Renan spent the first half of the book defining the term “underground” film, and writing about the history of the genre before this specific name took hold. Whether “avant-garde” or “experimental”, the name may have changed with the times but the end product was often the same. In the past I had always found books that talked about films to be boring reads if I hadn’t seen the films under discussion. With this book however I drank up all of the descriptions as Renan discussed experiments in film editing, speed, projection, lighting and even film manipulation through painting and scratching. The future was in computers and the catch-all term “expanded cinema”, which combined media such as television, dance, projection methods and could involve audience participation–even using the audience to project the movies onto.
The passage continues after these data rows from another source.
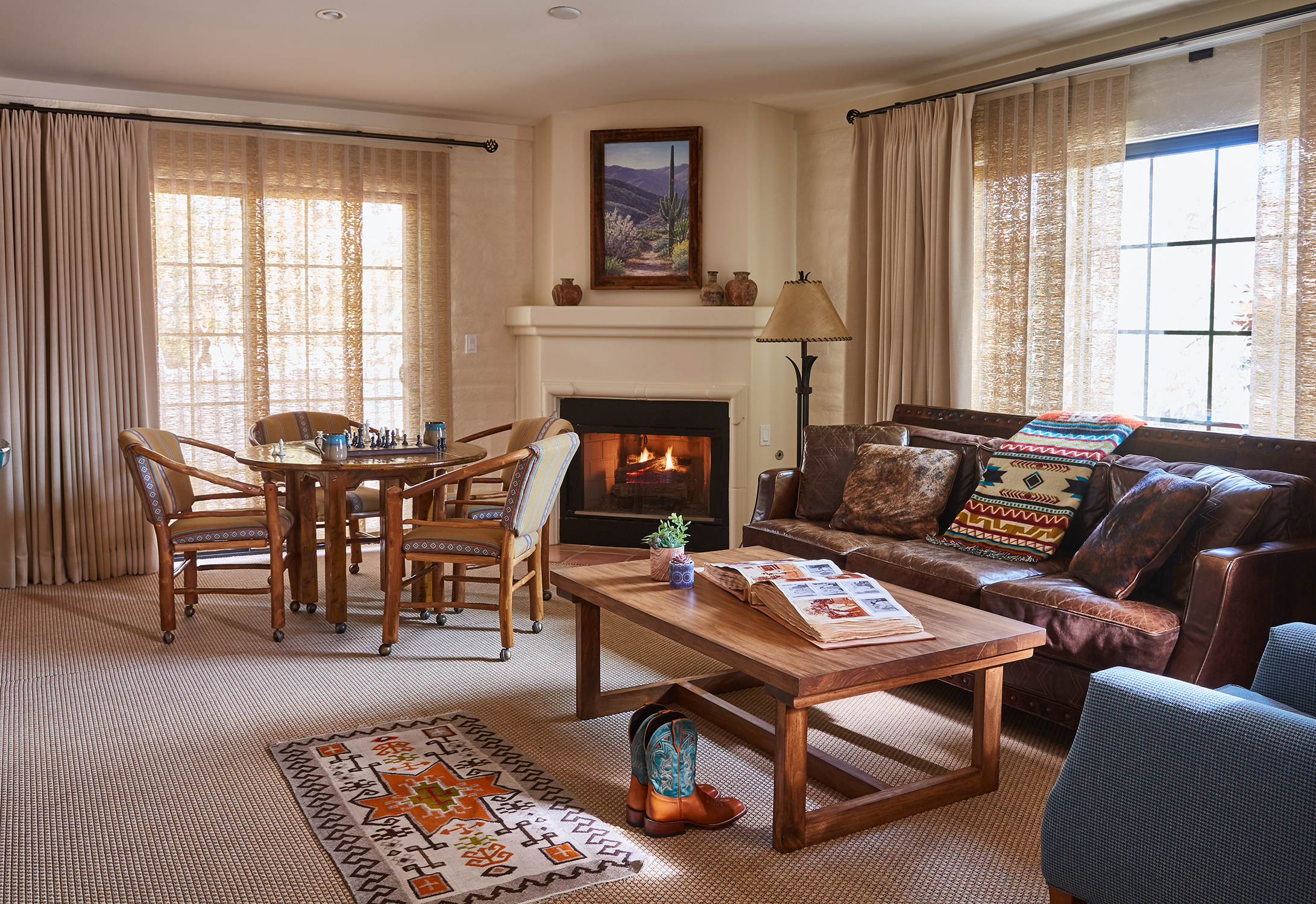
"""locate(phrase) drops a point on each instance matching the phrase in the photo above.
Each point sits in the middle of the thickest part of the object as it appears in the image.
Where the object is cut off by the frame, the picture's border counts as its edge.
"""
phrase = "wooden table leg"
(588, 670)
(790, 771)
(336, 549)
(301, 486)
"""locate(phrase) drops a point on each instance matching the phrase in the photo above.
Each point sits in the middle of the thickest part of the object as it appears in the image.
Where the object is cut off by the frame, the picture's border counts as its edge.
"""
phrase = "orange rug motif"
(444, 811)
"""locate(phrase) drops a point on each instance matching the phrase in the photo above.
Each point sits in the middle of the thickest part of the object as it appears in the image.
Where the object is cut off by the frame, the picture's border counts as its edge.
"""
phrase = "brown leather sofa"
(1203, 618)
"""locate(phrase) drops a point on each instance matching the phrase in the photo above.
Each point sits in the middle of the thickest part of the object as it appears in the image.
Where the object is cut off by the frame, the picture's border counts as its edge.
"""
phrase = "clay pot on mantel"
(741, 291)
(713, 293)
(567, 293)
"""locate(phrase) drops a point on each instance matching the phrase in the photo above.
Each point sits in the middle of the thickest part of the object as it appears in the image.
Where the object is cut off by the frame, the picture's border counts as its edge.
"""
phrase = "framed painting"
(645, 209)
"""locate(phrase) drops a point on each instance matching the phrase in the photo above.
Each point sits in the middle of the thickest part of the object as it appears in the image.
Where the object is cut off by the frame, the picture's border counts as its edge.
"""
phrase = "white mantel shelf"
(600, 321)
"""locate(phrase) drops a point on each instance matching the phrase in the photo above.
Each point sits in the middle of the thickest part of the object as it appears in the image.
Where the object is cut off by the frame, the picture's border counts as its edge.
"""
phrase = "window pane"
(1128, 374)
(1182, 194)
(1136, 181)
(1233, 286)
(1238, 198)
(1177, 377)
(1181, 287)
(1231, 379)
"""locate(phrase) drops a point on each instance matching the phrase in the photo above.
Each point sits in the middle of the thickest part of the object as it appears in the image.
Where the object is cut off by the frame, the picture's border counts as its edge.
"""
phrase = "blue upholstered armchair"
(1176, 794)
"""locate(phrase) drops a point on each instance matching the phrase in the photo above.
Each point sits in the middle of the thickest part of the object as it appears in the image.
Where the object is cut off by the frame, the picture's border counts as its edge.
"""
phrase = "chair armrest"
(1174, 793)
(1288, 670)
(777, 492)
(1238, 594)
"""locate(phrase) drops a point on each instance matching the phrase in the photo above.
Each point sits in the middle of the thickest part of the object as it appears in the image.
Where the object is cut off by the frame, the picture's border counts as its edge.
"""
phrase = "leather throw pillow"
(896, 491)
(1139, 533)
(830, 452)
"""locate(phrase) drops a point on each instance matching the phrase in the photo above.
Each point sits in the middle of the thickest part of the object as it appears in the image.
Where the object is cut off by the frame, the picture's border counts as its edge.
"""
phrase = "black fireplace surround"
(638, 462)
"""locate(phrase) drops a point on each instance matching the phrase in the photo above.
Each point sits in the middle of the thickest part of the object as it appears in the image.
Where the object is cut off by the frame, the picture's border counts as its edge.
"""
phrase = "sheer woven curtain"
(75, 345)
(299, 275)
(1283, 337)
(1048, 202)
(910, 259)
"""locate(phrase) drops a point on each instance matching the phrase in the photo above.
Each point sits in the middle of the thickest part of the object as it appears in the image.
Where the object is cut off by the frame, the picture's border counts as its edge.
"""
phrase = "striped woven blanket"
(1033, 485)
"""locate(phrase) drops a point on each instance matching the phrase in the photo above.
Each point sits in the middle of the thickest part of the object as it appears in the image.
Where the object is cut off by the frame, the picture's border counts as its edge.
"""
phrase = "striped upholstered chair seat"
(221, 529)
Profile Image for Jacob Kelly.
329 reviews6 followers
September 7, 2023
A real rogues gallery. Literally the lot of them nutcases. You have to be in this Underground. Once borrowed this book in uni thinking it would lead me to more exploitation pictures, wrong Underground, son. This was the first book to really document these avant garde filmmakers and it takes you through every movement. Acting as a sort of hangout with all their styles being looked in to, how one in this game makes their money and where one exhibits these films/how thats changed. Belson, Deren, Anger, Brakhage, Bunuel. All the greats are covered as well as dudes you may have missed. Going from cinemas birth, even pre cinema and it's future. Surprisingly captures the scene perfectly and it's predictions on the expansion of the medium were fantastic considering the time it was written. Then again, as the final line says, "it is only light and time that link all forms of cinema, past, present and future".
Profile Image for Martin Raybould.
548 reviews6 followers
December 27, 2024
A happy discovery in a second hand bookshop (next to a guide to The Sound of Music!) Written when most of the underground directors were alive and kicking against the mainstream film culture. An insightful guide to the main players - a good read and a valuable refernce source.